Now, the problem is as follows:
After many experiments I have gotten to reasonable results: F1 = .73, with classifier trained on 2500 records (40 days of data). This is an average number, because the same classifier tested on different test days will of course yield variable results. And here lies the issue. I wanted to see how exactly these results differ between particular test days. By examining closer these daily results, I saw they were not uniform: the results were much better if the tested day directly followed the train set.

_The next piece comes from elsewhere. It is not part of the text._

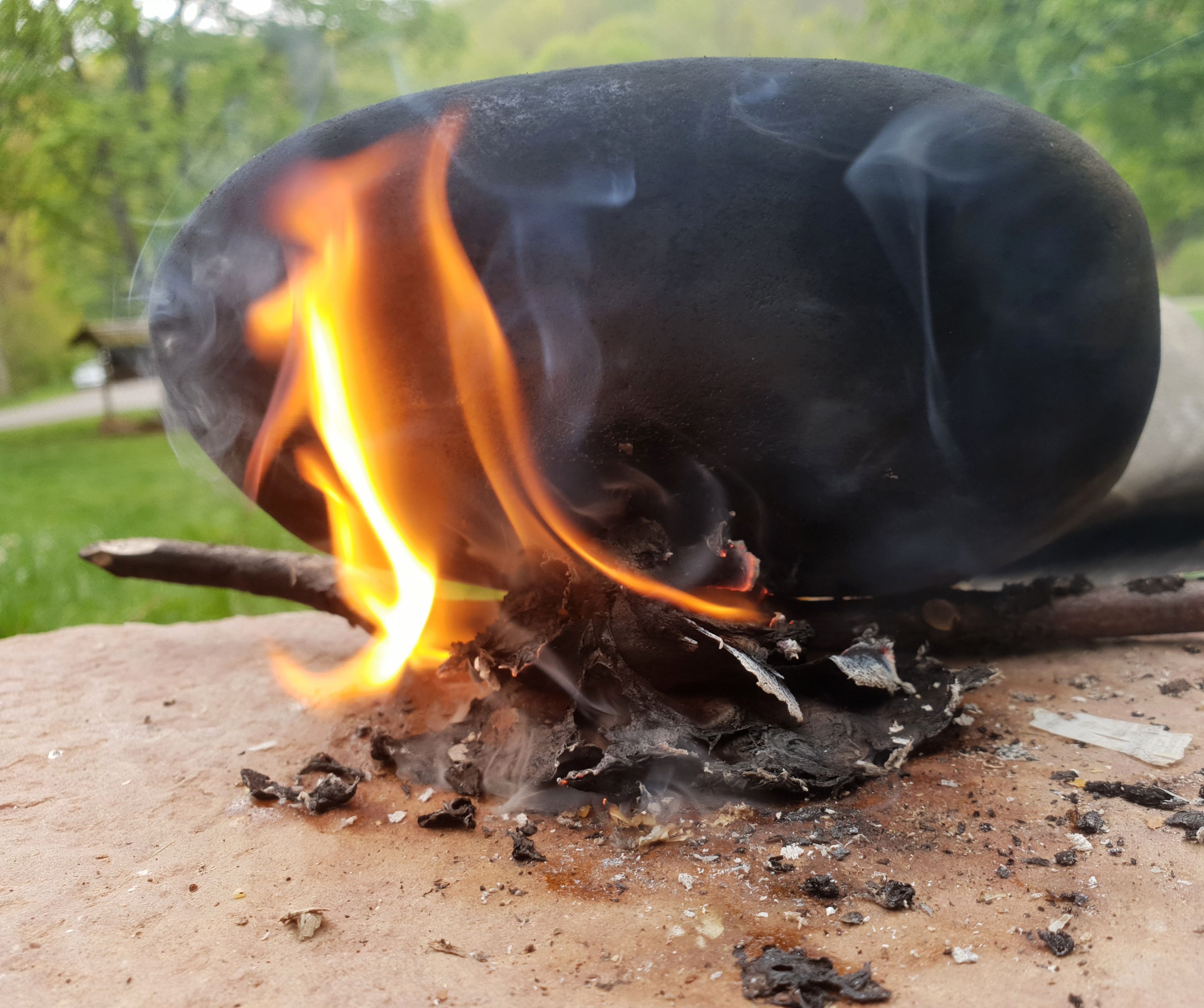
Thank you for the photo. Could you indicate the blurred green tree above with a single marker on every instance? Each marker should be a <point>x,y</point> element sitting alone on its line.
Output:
<point>117,117</point>
<point>1127,75</point>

For instance (Diagram 1 below), when the train set consisted of data from 15 May-15 June, then the classifier would perform best on 16 June's data and then rapidly fall.

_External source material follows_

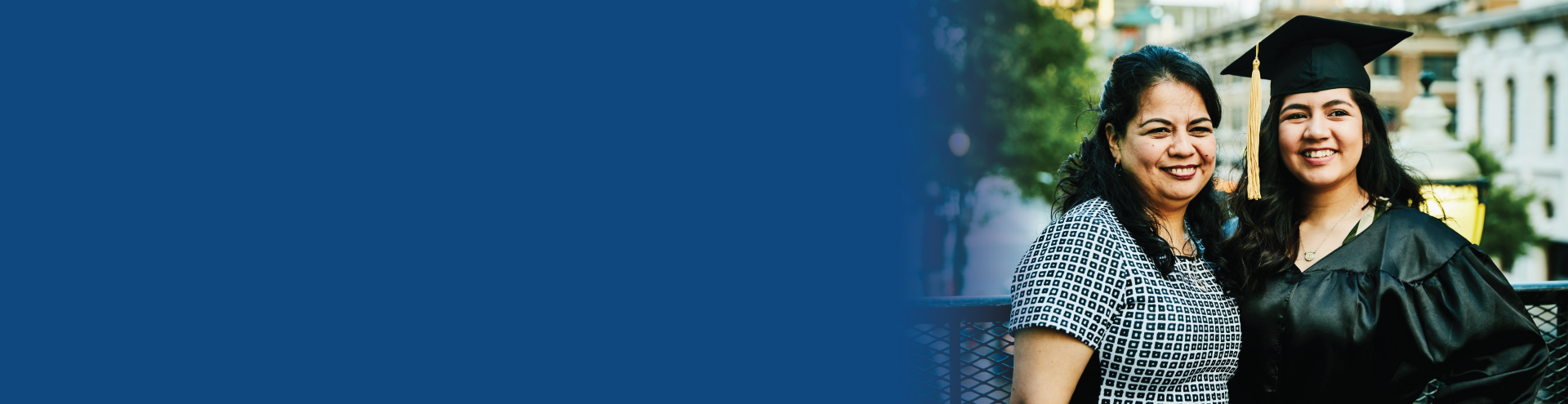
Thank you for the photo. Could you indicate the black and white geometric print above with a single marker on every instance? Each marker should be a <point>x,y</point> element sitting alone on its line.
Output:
<point>1159,339</point>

I suspected this was to do with the data, especially that the ratio of C1 class (shown by dotted line on diagrams) was slightly different on various days. So I fixed this, by purposely downsampling the test data, day by day, to the same ratio that the train set had (about 0.3, as stated earlier). I then run more tests and saw that this phenomenon was not specific to any particular day, but happened always.

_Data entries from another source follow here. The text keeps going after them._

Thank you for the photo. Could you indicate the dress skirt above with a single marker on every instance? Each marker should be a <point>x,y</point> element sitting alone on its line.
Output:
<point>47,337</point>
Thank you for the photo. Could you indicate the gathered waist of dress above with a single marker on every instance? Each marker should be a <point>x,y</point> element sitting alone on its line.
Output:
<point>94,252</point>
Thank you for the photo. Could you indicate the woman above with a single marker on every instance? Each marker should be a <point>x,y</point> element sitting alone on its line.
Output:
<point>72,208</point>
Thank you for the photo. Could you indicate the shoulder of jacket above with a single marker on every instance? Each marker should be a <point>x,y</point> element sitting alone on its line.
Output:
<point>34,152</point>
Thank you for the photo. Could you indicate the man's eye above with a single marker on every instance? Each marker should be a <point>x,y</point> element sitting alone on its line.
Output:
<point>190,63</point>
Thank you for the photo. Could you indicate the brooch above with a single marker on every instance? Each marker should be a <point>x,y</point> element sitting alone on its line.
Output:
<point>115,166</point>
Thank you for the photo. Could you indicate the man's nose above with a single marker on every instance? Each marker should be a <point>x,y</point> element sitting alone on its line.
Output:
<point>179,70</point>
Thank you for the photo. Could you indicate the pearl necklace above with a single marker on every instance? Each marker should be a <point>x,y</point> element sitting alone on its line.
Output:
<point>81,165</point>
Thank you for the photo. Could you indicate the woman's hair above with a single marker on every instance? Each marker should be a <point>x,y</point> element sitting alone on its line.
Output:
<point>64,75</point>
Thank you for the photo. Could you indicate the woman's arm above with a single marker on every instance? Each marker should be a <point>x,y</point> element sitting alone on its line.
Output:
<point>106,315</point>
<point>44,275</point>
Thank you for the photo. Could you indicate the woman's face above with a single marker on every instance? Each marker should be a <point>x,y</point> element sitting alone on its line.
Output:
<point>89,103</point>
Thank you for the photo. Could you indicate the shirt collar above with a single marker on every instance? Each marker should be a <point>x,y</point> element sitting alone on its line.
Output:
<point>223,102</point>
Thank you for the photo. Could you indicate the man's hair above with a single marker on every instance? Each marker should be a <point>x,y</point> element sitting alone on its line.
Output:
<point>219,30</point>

Diagram 2 shows the classifier trained on 1000 records (16 days) of data, and then tested on 28 days that follow directly the test set. So, the train + test batch had the total of 44 days of data. This experiment has then been repeated 40 times: First covering the beginning (initial 44 days) of the available 84-day data set, and then each time the train+test batch has been shifted by 1 day into the future. So eventually all the data was covered. Diagram 2 below shows the averaged results. Now the trend is clear and the hypothesis confirmed: the results (precision and recall) are always better on day following the test set, regardless of the date (or day of week). Then they systematically drop, especially the recall
Diagram 3 shows the same experiment, with different parameters: classifier trained on 3,000 records (48 days of data), tested on 10 days, and the experiment repeated 26 times (note I don't have more data: 48 + 10 + 26 = 84). We can see that the results are somewhat better (because the classifier had more data for train), but the trend persists: the performance is always best on the day following the train set.
While this behavior can be accepted in general, I feel something is very wrong here. I understand that the data may change over time (data drift) and so the performance of predictions are generally expected to worsen with time. But the rate of this is too fast. For example, have a look how quickly Recall (sensitivity) drops, in Diagram 3: I trained the classifier over 48 days. Then, if tested on day 49, recall is 0.61, but tested only 5 days later it drops below 0.4. My naive reasoning is this: given that the train period was 48 days, the test data variability, if any, should not be so dramatically visible to confuse the classifier so quickly.
But the experiments prove otherwise. I feel I am doing something wrong. A methodology error? Any hints or ideas welcome.
Edit4.8.2020: To clarify even more, I want to explain the meaning of the data. My data describe events (technical incidents) that happen in the certain network infrastructure. 1 record = 1 incident, e.g. a hard drive crash. The label (target) 0/1 means importance. In great simplification, an event is important (1) if it is likely to cause more trouble in near future if not fixed immediately. We know which events in the past turned to be important (they indeed did cause more trouble later on), and those have been labelled 1. So, the business goal of the classification is to distinguish important events (1) from unimportant ones (0) early in the game, and pass this information to the team who then prioritizes the fixing work accordingly. As stated, on an average day we have 20 important events and 40 unimportant ones.